Mas isso é só a ponta do iceberg - o motivo de tantos pedintes e de tanta gente sendo sustentada pelo governo que só vive de badernagem (os tais do knackers) existir vem láááá de trás. A cidade sempre teve pobreza (lembra nesse post que comentei que quando a rainha da Inglaterra veio pra cá e se hospedou no Dublin Castle mandaram construir muros pra esconder as favelas que podiam ser vistas do castelo?): foi a potato famine que matou milhões e deixou outros passando fome ou obrigando-os ir pra outros países a procura de uma vida melhor; foram famílias vivendo amontoadas em casas sem saneamento no começo do século XX... Dublin, apesar de não ter sofrido com os problemas que as Grandes Guerras trouxeram pra Europa de uma forma geral, também lidou com diversos tipos de adversidade ao longo de sua história.

É importante entender o contexto das coisas porque as pessoas adoram falar sem saber, sem ler, sem pesquisar mais a fundo. É claro que eu não especialista nenhuma em história da Irlanda ou qualquer coisa que o valha, mas o mínimo da lição-de-casa, eu fiz. É só pensar e pesquisar um pouco pra saber que o problema dos knackers tá enraizado em outras coisas.

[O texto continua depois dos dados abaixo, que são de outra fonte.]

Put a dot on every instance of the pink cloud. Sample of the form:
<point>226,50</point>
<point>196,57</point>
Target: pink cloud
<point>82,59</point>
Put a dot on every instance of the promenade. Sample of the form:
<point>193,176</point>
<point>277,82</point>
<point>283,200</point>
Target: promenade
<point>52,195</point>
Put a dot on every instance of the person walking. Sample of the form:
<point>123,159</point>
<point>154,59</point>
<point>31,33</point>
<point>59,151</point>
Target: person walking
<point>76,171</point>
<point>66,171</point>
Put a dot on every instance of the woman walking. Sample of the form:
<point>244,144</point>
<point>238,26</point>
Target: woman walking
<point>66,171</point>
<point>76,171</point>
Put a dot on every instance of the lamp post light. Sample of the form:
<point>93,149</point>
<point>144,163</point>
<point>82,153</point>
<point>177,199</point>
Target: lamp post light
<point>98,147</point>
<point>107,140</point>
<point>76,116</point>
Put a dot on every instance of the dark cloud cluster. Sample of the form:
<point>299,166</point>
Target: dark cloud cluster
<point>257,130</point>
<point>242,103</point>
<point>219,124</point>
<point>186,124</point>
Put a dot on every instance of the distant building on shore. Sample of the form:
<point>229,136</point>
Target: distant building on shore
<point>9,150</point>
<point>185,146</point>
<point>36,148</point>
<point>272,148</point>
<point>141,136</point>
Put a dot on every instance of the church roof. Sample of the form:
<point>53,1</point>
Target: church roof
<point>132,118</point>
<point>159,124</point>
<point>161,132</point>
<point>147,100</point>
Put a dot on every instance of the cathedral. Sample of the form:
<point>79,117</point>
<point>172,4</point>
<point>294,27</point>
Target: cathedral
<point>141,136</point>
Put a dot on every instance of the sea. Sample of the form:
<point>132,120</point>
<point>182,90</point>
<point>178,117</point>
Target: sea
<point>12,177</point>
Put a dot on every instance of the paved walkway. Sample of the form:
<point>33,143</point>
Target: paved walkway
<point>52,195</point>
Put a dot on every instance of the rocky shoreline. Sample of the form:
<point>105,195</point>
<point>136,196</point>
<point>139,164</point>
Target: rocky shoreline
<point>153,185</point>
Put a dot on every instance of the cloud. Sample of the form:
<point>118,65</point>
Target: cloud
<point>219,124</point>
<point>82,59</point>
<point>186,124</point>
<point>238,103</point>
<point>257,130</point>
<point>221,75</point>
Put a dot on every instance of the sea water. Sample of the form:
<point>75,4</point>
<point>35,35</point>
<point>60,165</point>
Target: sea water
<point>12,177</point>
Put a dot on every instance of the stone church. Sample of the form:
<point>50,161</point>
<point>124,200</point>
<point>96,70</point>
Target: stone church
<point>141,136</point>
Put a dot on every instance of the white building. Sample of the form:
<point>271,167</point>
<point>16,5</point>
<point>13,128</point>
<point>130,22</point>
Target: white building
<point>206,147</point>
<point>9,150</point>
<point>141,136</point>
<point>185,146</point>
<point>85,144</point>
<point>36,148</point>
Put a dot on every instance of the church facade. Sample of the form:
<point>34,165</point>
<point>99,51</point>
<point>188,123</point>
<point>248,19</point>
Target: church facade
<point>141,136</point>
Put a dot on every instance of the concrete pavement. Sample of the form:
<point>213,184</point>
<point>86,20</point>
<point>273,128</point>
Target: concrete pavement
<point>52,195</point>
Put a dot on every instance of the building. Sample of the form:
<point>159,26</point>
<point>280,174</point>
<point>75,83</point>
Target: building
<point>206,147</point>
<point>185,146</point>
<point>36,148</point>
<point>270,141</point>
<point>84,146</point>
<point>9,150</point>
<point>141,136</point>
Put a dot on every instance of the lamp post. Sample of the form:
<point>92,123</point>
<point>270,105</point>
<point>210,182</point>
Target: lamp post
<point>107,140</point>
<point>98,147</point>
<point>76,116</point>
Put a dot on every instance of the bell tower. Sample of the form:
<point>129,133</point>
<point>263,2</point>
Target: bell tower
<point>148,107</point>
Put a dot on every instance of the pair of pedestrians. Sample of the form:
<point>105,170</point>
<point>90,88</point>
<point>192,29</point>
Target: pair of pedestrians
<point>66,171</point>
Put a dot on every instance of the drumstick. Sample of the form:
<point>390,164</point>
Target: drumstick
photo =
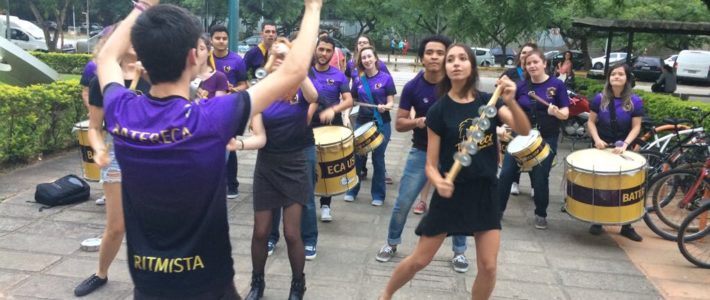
<point>456,168</point>
<point>537,98</point>
<point>370,105</point>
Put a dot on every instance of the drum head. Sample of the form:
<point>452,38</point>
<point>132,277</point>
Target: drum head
<point>604,161</point>
<point>325,135</point>
<point>364,128</point>
<point>522,141</point>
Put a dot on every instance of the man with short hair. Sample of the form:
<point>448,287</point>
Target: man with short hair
<point>255,58</point>
<point>332,86</point>
<point>171,150</point>
<point>231,65</point>
<point>419,93</point>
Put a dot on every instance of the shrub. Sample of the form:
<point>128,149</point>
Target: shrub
<point>38,119</point>
<point>65,63</point>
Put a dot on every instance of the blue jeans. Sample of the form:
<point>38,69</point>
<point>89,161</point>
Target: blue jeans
<point>378,163</point>
<point>540,176</point>
<point>309,224</point>
<point>412,182</point>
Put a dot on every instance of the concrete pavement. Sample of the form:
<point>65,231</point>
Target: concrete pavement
<point>40,256</point>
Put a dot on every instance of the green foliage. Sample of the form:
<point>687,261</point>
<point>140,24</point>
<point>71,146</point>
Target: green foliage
<point>657,106</point>
<point>64,62</point>
<point>38,119</point>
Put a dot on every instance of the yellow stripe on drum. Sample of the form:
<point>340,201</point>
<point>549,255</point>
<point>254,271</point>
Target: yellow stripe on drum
<point>605,215</point>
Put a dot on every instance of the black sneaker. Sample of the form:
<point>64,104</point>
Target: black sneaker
<point>630,233</point>
<point>89,285</point>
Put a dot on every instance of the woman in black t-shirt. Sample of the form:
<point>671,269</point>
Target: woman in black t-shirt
<point>468,206</point>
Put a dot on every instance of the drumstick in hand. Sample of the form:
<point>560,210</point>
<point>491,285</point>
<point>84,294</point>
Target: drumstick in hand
<point>456,168</point>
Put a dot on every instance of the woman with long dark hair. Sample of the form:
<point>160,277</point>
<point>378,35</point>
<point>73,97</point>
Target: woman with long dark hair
<point>467,206</point>
<point>619,127</point>
<point>546,119</point>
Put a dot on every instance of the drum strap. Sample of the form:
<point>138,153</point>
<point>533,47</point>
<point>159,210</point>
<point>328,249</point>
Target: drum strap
<point>366,86</point>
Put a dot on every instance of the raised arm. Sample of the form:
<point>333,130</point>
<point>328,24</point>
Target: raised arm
<point>296,64</point>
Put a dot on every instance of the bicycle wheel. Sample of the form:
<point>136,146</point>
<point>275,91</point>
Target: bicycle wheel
<point>694,244</point>
<point>667,192</point>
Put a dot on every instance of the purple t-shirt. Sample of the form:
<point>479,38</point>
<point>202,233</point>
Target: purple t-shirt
<point>233,66</point>
<point>216,82</point>
<point>286,125</point>
<point>551,90</point>
<point>623,118</point>
<point>381,86</point>
<point>421,95</point>
<point>254,59</point>
<point>171,153</point>
<point>88,73</point>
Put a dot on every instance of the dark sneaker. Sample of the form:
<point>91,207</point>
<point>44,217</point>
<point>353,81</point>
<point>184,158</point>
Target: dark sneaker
<point>89,285</point>
<point>596,229</point>
<point>630,233</point>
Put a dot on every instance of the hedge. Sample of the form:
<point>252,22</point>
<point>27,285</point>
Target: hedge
<point>38,119</point>
<point>657,106</point>
<point>65,63</point>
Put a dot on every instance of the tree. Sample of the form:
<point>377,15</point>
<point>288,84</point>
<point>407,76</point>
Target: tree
<point>44,10</point>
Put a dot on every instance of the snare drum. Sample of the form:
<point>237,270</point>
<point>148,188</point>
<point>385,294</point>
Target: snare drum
<point>367,138</point>
<point>90,169</point>
<point>529,150</point>
<point>605,188</point>
<point>335,171</point>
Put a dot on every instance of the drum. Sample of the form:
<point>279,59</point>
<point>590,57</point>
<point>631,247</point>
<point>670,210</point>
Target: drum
<point>90,169</point>
<point>605,188</point>
<point>367,138</point>
<point>529,150</point>
<point>335,171</point>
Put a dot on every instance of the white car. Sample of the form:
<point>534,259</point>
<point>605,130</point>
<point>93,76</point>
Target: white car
<point>484,57</point>
<point>598,62</point>
<point>693,65</point>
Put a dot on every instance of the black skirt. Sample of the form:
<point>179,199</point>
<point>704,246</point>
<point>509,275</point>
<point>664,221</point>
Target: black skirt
<point>281,179</point>
<point>472,208</point>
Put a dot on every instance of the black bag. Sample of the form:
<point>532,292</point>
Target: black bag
<point>66,190</point>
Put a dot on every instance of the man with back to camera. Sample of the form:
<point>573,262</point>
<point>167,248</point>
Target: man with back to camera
<point>172,150</point>
<point>232,65</point>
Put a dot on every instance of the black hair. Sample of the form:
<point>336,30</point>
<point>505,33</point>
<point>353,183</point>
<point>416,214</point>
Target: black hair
<point>433,38</point>
<point>327,40</point>
<point>472,81</point>
<point>163,37</point>
<point>218,28</point>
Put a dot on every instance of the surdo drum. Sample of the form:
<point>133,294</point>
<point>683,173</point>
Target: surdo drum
<point>605,188</point>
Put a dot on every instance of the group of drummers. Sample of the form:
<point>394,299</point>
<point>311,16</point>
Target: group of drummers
<point>161,147</point>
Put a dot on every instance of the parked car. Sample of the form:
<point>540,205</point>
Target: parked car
<point>670,61</point>
<point>484,56</point>
<point>598,62</point>
<point>577,60</point>
<point>508,59</point>
<point>647,68</point>
<point>693,65</point>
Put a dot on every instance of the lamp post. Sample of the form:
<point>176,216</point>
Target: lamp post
<point>233,25</point>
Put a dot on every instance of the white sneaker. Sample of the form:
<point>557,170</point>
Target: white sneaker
<point>325,214</point>
<point>514,189</point>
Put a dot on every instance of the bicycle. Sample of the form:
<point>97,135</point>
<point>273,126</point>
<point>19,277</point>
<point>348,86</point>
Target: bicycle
<point>694,235</point>
<point>675,194</point>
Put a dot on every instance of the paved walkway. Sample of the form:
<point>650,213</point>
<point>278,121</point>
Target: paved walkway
<point>40,256</point>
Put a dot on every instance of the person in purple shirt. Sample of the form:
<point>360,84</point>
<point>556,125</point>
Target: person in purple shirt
<point>332,86</point>
<point>420,93</point>
<point>623,124</point>
<point>546,119</point>
<point>232,65</point>
<point>211,83</point>
<point>171,151</point>
<point>382,91</point>
<point>255,58</point>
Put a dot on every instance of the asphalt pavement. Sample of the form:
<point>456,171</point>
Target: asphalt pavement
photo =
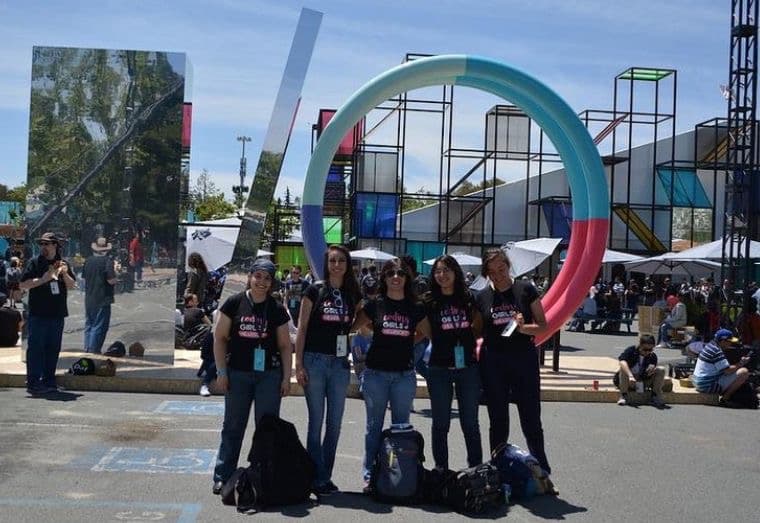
<point>102,456</point>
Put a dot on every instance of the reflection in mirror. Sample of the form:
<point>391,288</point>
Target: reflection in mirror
<point>273,149</point>
<point>105,165</point>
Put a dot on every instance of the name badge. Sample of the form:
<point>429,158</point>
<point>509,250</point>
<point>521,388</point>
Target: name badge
<point>259,358</point>
<point>341,346</point>
<point>458,356</point>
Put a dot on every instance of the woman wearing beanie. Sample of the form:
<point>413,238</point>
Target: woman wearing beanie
<point>253,356</point>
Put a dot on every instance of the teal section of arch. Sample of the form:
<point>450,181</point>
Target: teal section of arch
<point>426,72</point>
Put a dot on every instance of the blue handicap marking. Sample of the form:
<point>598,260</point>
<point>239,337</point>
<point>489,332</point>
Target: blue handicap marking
<point>157,460</point>
<point>200,408</point>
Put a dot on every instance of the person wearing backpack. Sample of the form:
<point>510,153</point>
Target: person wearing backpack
<point>253,357</point>
<point>327,311</point>
<point>455,323</point>
<point>394,316</point>
<point>512,316</point>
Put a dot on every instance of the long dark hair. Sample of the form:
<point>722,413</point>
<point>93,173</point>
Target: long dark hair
<point>195,261</point>
<point>460,288</point>
<point>350,286</point>
<point>392,265</point>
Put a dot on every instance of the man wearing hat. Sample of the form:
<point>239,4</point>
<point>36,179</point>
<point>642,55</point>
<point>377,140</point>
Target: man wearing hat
<point>713,373</point>
<point>47,278</point>
<point>99,277</point>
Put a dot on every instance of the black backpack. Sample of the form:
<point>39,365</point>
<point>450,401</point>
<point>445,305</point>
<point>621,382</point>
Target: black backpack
<point>281,472</point>
<point>398,474</point>
<point>83,367</point>
<point>474,490</point>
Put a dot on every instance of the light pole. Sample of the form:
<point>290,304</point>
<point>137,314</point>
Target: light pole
<point>241,189</point>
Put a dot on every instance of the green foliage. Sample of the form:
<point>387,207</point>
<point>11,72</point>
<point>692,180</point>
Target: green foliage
<point>213,207</point>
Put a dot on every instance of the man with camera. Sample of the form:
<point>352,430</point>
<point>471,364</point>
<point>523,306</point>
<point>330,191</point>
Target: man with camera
<point>638,369</point>
<point>47,278</point>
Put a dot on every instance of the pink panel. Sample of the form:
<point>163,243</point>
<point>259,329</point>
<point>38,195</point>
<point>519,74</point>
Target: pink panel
<point>352,138</point>
<point>187,124</point>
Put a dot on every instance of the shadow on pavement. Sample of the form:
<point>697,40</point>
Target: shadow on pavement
<point>551,507</point>
<point>58,396</point>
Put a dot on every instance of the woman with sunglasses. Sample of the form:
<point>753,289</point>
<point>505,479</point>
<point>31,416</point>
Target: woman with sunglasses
<point>394,316</point>
<point>455,323</point>
<point>327,311</point>
<point>253,357</point>
<point>512,316</point>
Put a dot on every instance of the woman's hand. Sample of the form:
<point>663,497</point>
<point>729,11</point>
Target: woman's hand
<point>285,387</point>
<point>302,377</point>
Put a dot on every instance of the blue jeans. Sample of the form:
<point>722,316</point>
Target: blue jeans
<point>441,384</point>
<point>419,359</point>
<point>328,381</point>
<point>96,325</point>
<point>260,388</point>
<point>43,348</point>
<point>380,387</point>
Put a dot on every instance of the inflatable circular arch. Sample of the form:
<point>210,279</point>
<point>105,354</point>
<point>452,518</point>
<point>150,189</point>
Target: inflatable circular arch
<point>583,166</point>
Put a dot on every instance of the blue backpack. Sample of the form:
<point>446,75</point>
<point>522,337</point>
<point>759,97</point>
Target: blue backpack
<point>520,470</point>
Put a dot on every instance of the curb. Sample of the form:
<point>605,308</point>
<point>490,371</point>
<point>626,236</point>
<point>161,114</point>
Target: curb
<point>191,386</point>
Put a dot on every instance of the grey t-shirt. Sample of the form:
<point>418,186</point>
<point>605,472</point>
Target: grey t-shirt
<point>98,292</point>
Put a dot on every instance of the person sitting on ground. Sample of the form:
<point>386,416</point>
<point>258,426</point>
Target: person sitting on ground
<point>638,363</point>
<point>10,323</point>
<point>713,373</point>
<point>675,319</point>
<point>193,314</point>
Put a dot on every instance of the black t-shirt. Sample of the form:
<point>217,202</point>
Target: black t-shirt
<point>498,307</point>
<point>98,292</point>
<point>451,323</point>
<point>42,301</point>
<point>191,317</point>
<point>253,325</point>
<point>332,315</point>
<point>393,323</point>
<point>294,290</point>
<point>9,320</point>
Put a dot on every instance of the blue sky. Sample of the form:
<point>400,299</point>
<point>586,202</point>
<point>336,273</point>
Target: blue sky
<point>238,50</point>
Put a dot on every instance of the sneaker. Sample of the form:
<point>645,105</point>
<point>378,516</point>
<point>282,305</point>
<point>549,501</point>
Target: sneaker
<point>367,490</point>
<point>36,390</point>
<point>324,489</point>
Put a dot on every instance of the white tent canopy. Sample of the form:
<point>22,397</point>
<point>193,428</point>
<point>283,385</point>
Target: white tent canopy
<point>714,250</point>
<point>529,254</point>
<point>668,263</point>
<point>215,241</point>
<point>611,256</point>
<point>372,253</point>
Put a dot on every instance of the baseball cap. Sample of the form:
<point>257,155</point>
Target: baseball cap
<point>725,334</point>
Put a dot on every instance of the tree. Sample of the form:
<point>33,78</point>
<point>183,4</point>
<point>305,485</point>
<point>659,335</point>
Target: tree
<point>214,207</point>
<point>208,200</point>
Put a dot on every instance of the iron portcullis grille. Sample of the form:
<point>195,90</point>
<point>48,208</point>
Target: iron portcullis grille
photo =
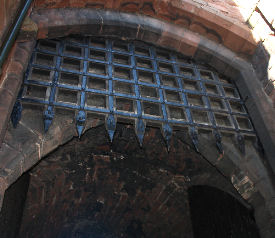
<point>131,80</point>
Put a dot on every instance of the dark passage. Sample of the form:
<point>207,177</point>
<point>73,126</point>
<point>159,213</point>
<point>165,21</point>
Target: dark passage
<point>216,214</point>
<point>13,205</point>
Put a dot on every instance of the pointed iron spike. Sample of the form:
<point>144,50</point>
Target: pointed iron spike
<point>167,133</point>
<point>140,130</point>
<point>194,137</point>
<point>218,139</point>
<point>241,143</point>
<point>16,113</point>
<point>80,122</point>
<point>111,126</point>
<point>48,118</point>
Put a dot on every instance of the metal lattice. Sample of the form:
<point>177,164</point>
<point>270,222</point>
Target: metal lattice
<point>131,80</point>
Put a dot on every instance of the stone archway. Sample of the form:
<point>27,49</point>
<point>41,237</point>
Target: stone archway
<point>21,152</point>
<point>91,187</point>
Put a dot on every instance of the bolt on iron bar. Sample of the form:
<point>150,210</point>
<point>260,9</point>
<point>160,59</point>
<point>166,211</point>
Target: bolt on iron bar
<point>131,80</point>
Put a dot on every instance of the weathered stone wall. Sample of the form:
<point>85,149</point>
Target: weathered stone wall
<point>119,188</point>
<point>8,13</point>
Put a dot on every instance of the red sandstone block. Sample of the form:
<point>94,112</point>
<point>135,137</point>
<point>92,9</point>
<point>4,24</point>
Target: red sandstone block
<point>170,40</point>
<point>189,44</point>
<point>199,28</point>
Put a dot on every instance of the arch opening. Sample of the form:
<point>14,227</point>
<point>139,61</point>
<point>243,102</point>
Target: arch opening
<point>91,187</point>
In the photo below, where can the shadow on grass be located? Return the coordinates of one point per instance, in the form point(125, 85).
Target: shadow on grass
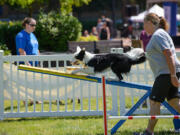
point(53, 118)
point(136, 133)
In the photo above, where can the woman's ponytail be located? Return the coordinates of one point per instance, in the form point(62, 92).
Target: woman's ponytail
point(163, 24)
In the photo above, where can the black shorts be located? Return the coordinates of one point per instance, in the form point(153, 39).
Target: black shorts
point(163, 88)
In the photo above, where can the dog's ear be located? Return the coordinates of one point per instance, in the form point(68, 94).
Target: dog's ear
point(78, 49)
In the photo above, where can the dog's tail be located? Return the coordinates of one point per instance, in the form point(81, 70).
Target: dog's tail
point(138, 60)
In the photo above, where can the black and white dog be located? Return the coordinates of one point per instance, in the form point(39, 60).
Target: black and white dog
point(118, 63)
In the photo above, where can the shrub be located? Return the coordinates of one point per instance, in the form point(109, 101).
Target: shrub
point(54, 31)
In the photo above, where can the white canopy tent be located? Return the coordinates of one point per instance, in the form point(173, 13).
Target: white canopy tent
point(154, 9)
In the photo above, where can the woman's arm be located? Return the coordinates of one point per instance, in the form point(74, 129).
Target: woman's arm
point(171, 64)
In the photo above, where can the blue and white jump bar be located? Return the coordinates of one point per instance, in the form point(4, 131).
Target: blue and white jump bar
point(82, 77)
point(145, 117)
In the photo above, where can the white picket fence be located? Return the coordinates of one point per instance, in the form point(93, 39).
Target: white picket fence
point(17, 86)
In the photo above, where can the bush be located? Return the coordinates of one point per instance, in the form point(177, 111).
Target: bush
point(54, 31)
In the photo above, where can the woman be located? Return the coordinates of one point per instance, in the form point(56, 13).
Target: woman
point(104, 32)
point(164, 65)
point(26, 41)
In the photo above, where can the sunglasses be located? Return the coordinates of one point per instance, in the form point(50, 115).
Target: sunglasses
point(32, 25)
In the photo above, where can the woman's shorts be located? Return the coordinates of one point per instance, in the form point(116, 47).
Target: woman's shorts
point(163, 88)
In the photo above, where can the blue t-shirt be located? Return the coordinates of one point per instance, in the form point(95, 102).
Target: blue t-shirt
point(28, 42)
point(160, 41)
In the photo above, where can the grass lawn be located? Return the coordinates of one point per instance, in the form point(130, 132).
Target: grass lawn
point(75, 125)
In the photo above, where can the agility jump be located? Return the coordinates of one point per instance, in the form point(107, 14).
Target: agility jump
point(116, 83)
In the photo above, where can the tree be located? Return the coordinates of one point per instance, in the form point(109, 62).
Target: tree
point(28, 4)
point(64, 5)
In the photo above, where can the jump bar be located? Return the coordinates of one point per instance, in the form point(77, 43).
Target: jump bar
point(145, 117)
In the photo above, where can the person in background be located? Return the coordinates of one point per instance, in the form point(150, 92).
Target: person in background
point(164, 65)
point(144, 37)
point(26, 42)
point(104, 32)
point(99, 25)
point(86, 33)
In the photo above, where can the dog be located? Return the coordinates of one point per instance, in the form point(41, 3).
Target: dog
point(97, 63)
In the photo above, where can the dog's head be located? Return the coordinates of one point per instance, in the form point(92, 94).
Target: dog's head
point(78, 56)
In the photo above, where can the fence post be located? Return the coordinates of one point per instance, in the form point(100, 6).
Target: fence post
point(114, 101)
point(1, 86)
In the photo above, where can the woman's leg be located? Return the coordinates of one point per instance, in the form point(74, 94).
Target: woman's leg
point(154, 110)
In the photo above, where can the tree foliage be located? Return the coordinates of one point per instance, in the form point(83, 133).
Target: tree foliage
point(22, 3)
point(66, 5)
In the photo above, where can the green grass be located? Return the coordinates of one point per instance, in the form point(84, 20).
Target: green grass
point(75, 125)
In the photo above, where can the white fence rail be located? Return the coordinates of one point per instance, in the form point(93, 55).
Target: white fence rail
point(58, 95)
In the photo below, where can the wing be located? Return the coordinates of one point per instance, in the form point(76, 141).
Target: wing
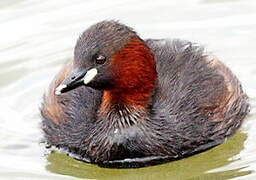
point(198, 99)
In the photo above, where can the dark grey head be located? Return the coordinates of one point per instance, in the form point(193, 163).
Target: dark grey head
point(94, 57)
point(104, 38)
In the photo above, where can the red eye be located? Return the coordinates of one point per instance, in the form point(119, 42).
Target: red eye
point(99, 59)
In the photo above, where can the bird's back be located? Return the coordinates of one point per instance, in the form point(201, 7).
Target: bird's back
point(198, 100)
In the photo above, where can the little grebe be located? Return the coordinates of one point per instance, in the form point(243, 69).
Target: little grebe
point(128, 102)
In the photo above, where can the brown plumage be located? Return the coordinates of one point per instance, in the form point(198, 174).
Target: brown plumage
point(128, 102)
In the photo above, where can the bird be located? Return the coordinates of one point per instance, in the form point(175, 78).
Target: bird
point(128, 102)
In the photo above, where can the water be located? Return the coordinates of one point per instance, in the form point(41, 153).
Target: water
point(37, 37)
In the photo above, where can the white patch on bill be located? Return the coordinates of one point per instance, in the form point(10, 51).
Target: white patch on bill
point(59, 88)
point(90, 75)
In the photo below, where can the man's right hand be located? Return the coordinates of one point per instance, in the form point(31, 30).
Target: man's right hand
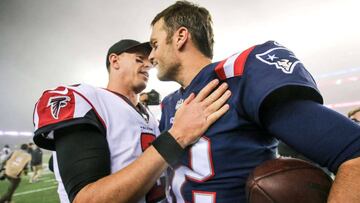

Bom, mas outra coisa contribui pra que essas pessoas continuem agindo como agem: o governo, ao meu ver, é bonzinho demais. O povo vive falando que o Brasil não vai pra frente por causa dos Bolsas-família da vida (conversinha mole de classe média que não sabe porra nenhuma, mas esse não é o foco), mas é porque eles não sabem o que rola aqui na Irlanda. Tá desempregado? O governo te ajuda com uma bolsa. Tem filhos? O governo dá uma bolsa. Tá na faculdade? O governo dá outra bolsa. Enfim, são diversas situações que permitem o cidadão irlandês receber uma graninha do governo assim sem muito esforço. O que mais incomoda na verdade é o lance do desemprego - no Brasil, por exemplo, passados os 5 meses em que você recebe o seguro, cabou. Se não arrumou outro emprego, o problema é seu e justamente por isso o povo corre atrás. Aqui não, o cara fica recebendo dole (como eles chamam a bolsa) praticamente pra sempre se quiser. Aí o infeliz não se interessa em fazer mais nada da vida e gasta o dinheiro comprando roupas da Nike, bebendo em pubs e comprando drogas. Sim, porque não sei se você sabia, mas há um grande número de usuários de heroína em Dublin e a Irlanda está em terceiro lugar na lista de países onde as pessoas mais morrem por conta do uso de drogas (artigo completo e bem interessante aqui).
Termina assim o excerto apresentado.